Member of Cookstown District Council
- In office 15 May 1985 – 19 May 1993
- Preceded by: Seat created
- Succeeded by: William Cuddy
- Constituency: Drum Manor

Personal details
- Born: Newmills, County Tyrone, Northern Ireland
- Party: TUV (2007 - 2019) DUP (before 1993)
- Other political affiliations: UKUP (2007) Ulster Independence (1993 - 1996)

= Walter Millar =

Northern Irish unionist politician

Walter Millar is a Northern Irish unionist politician.

==Early years==
Millar grew up on a farm in Newmills, County Tyrone.
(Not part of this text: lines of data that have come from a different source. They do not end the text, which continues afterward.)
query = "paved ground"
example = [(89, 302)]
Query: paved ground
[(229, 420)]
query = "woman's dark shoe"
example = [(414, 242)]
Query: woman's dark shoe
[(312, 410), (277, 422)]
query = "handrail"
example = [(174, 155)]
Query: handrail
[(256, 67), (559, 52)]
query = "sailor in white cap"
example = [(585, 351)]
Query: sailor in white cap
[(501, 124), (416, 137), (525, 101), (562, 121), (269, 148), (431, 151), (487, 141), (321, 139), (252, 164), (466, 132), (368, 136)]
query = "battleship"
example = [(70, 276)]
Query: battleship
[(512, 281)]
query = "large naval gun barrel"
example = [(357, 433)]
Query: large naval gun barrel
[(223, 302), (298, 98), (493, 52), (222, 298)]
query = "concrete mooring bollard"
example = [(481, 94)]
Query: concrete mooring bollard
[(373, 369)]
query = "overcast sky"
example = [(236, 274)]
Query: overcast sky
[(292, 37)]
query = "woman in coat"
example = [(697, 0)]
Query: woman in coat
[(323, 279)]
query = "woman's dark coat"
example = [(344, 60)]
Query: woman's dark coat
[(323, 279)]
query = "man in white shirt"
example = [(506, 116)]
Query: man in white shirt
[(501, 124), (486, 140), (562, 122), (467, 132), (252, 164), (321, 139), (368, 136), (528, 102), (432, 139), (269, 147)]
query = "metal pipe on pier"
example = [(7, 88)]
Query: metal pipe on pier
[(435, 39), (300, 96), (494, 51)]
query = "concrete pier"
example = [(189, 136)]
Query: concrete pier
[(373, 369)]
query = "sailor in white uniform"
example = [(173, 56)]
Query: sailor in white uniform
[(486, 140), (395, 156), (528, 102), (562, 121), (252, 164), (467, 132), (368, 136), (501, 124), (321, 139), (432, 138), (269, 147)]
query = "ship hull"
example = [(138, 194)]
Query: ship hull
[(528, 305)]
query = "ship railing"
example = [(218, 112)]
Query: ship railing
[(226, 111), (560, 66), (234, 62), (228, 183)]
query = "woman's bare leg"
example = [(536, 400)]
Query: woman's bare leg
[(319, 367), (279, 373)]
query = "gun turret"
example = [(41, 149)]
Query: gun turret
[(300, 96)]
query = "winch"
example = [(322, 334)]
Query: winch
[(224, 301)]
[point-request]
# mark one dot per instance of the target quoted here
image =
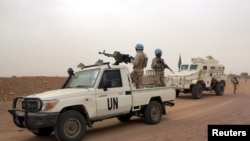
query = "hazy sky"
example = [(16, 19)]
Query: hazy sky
[(46, 37)]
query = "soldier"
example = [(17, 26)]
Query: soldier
[(158, 65), (235, 82), (139, 63)]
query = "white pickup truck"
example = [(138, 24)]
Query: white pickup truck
[(95, 93)]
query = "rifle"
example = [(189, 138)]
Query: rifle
[(119, 58), (166, 66)]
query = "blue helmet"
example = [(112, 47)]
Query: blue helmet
[(139, 47), (158, 51)]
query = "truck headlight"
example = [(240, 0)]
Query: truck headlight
[(49, 104)]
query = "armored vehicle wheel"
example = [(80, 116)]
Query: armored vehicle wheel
[(43, 131), (219, 88), (124, 118), (71, 126), (153, 112), (177, 93), (197, 91)]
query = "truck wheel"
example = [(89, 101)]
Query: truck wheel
[(219, 89), (177, 93), (197, 91), (43, 131), (153, 112), (124, 118), (71, 126)]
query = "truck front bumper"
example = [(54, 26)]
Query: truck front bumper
[(34, 121)]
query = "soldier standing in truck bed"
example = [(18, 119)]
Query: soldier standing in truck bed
[(158, 66), (139, 63)]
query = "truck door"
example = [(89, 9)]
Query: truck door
[(111, 97)]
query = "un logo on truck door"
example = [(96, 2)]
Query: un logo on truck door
[(112, 103)]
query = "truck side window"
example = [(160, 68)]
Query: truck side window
[(111, 79), (204, 67)]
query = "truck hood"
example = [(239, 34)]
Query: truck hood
[(184, 73), (61, 93)]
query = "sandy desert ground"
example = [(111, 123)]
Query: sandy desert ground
[(186, 121)]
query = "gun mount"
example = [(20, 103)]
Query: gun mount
[(119, 58)]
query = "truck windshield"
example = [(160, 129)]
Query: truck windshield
[(84, 79), (193, 67), (184, 67)]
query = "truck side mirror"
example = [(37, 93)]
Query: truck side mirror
[(106, 85)]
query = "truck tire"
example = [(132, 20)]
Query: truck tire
[(153, 112), (124, 118), (46, 131), (197, 91), (177, 93), (219, 88), (71, 126)]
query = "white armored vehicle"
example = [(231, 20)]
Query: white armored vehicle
[(95, 93), (203, 74)]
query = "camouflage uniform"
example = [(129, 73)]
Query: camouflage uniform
[(137, 73), (158, 66)]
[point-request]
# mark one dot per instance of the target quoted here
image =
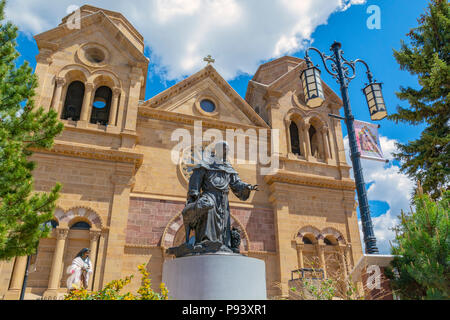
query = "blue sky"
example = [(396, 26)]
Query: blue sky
[(348, 27)]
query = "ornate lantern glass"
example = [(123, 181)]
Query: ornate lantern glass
[(312, 87), (375, 101)]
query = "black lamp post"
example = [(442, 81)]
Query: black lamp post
[(312, 87)]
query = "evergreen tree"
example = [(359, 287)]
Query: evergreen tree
[(427, 159), (23, 128), (421, 268)]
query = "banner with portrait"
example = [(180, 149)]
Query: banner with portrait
[(368, 140)]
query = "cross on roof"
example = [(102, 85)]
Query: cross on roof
[(209, 59)]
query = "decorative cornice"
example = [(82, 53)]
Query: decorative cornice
[(290, 177), (207, 72), (207, 122), (94, 152)]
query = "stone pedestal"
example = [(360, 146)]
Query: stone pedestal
[(215, 277)]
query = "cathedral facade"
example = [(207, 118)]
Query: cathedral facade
[(122, 192)]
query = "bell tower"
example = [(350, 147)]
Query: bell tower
[(92, 71)]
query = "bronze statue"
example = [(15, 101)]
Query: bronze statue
[(207, 210)]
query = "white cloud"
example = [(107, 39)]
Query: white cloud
[(238, 34), (389, 185)]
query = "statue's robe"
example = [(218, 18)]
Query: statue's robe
[(209, 186)]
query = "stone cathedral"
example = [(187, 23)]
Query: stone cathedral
[(122, 194)]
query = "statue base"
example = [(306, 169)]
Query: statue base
[(218, 276), (187, 249)]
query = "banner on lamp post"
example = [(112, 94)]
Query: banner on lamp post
[(368, 141)]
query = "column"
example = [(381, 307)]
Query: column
[(300, 247), (17, 278), (56, 104), (97, 275), (136, 80), (287, 124), (347, 258), (321, 253), (114, 106), (89, 88), (326, 147), (305, 141), (57, 262), (122, 180), (94, 237), (45, 79), (341, 252)]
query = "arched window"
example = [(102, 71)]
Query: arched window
[(295, 139), (81, 225), (74, 101), (314, 142), (307, 240), (101, 106)]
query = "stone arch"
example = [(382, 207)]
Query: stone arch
[(319, 117), (295, 113), (76, 214), (104, 78), (74, 72), (176, 223), (59, 214), (329, 231), (294, 120)]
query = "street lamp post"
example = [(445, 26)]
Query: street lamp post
[(314, 96)]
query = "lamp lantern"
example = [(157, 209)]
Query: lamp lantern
[(375, 101), (312, 87)]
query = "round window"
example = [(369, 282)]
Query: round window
[(95, 55), (207, 105)]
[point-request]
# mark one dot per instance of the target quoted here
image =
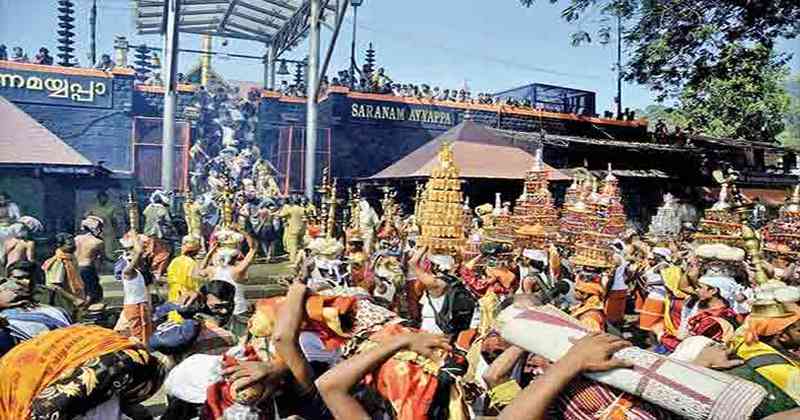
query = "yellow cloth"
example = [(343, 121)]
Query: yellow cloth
[(756, 327), (784, 376), (502, 395), (179, 277), (33, 365), (175, 317), (672, 276)]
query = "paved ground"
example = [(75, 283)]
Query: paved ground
[(262, 282)]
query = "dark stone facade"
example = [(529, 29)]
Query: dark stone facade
[(362, 146)]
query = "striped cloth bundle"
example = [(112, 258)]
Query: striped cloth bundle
[(688, 390)]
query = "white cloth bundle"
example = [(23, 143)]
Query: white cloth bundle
[(691, 391)]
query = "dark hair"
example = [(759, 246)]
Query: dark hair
[(533, 298), (221, 289), (62, 238), (34, 271)]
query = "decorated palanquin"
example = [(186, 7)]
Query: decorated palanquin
[(722, 223), (535, 215), (593, 249), (720, 226), (782, 235), (440, 213), (588, 209), (666, 224), (610, 213), (575, 216)]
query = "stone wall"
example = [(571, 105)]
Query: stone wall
[(370, 132)]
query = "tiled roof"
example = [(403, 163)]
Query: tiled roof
[(478, 153), (23, 141)]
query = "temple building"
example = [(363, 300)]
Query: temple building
[(112, 120)]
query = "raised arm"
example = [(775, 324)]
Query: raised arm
[(241, 268), (130, 269), (335, 385), (287, 333), (592, 353), (29, 250), (200, 269), (498, 372)]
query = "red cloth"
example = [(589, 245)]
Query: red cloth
[(500, 280), (708, 323), (615, 305), (403, 384), (218, 395), (314, 321)]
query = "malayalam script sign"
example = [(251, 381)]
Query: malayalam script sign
[(396, 112), (55, 89)]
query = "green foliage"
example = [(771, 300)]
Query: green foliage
[(716, 57), (671, 116), (791, 134), (749, 102)]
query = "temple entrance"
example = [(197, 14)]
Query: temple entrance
[(147, 140)]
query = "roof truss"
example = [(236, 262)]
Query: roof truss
[(280, 23)]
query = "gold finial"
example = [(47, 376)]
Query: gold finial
[(133, 212)]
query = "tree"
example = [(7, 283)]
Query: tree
[(791, 134), (672, 116), (677, 42), (702, 52), (749, 102)]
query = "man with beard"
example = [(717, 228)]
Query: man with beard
[(135, 317), (109, 213), (157, 227), (22, 247), (767, 345), (194, 327), (61, 270), (90, 252), (25, 317)]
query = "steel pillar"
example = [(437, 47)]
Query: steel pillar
[(170, 95), (311, 108)]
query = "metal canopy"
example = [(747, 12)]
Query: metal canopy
[(279, 23)]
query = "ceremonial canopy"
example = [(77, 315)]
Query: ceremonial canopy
[(478, 151), (281, 23)]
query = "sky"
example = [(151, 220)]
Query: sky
[(491, 45)]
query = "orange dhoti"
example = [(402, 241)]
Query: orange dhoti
[(615, 305), (651, 316), (136, 321)]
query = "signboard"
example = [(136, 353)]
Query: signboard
[(55, 89), (401, 112)]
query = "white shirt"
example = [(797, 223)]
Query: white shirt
[(134, 290), (619, 277), (429, 313), (240, 304)]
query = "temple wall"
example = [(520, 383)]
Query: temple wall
[(370, 132)]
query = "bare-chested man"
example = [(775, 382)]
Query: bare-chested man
[(90, 252), (21, 246)]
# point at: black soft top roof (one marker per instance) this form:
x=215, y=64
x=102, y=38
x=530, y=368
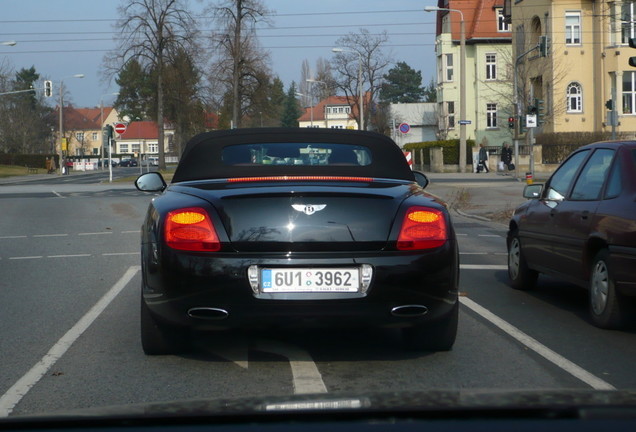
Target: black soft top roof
x=201, y=158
He became the founding secretary of the Newmills Apprentice Boys in 1982.

==Early career==
He was elected to Cookstown District Council for the Democratic Unionist Party (DUP) at the 1985 local elections, and held his seat in 1989. For part of this period, he served as vice-chairman of the council.

Millar resigned from the DUP in the mid-1990s, joining the Ulster Independence Movement. He stood for his new party in Mid Ulster at the 1996 elections to the Northern Ireland Forum, but his list only took 263 votes, and he was not elected. He also failed to be elected from his fourth place on the party's regional list.

==Career==
Millar was also a leading figure in the Tyrone Orange Order, and rose to become Deputy Grand Master to Joel Patton. Like Patton, he was a leading figure in the Spirit of Drumcree group, and the two were compelled to leave the Order in 1998.

Opposing the St Andrews Agreement, Millar joined the UK Unionist Party, and stood in Mid Ulster again at the 2007 Northern Ireland Assembly election. In one of the party's better results, he took 2.7% of the votes cast. The party disbanded soon afterwards, and Millar became the founding Mid Ulster Chairman of Traditional Unionist Voice. He stood in the Westminster constituency of Mid Ulster at the 2010 general election, holding his deposit, taking fifth place and 7.3% of the votes cast. The following year, he stood in the equivalent constituency at the Assembly election, and received 4.7% of the vote. He also stood for the TUV in Cookstown at the 2011 local elections, but came bottom of the poll, with 461 votes.

The TUV decided to support an Independent Unionist unity candidate, Nigel Lutton, at the 2013 Mid Ulster by-election and Millar was among those who signed Lutton's nomination papers.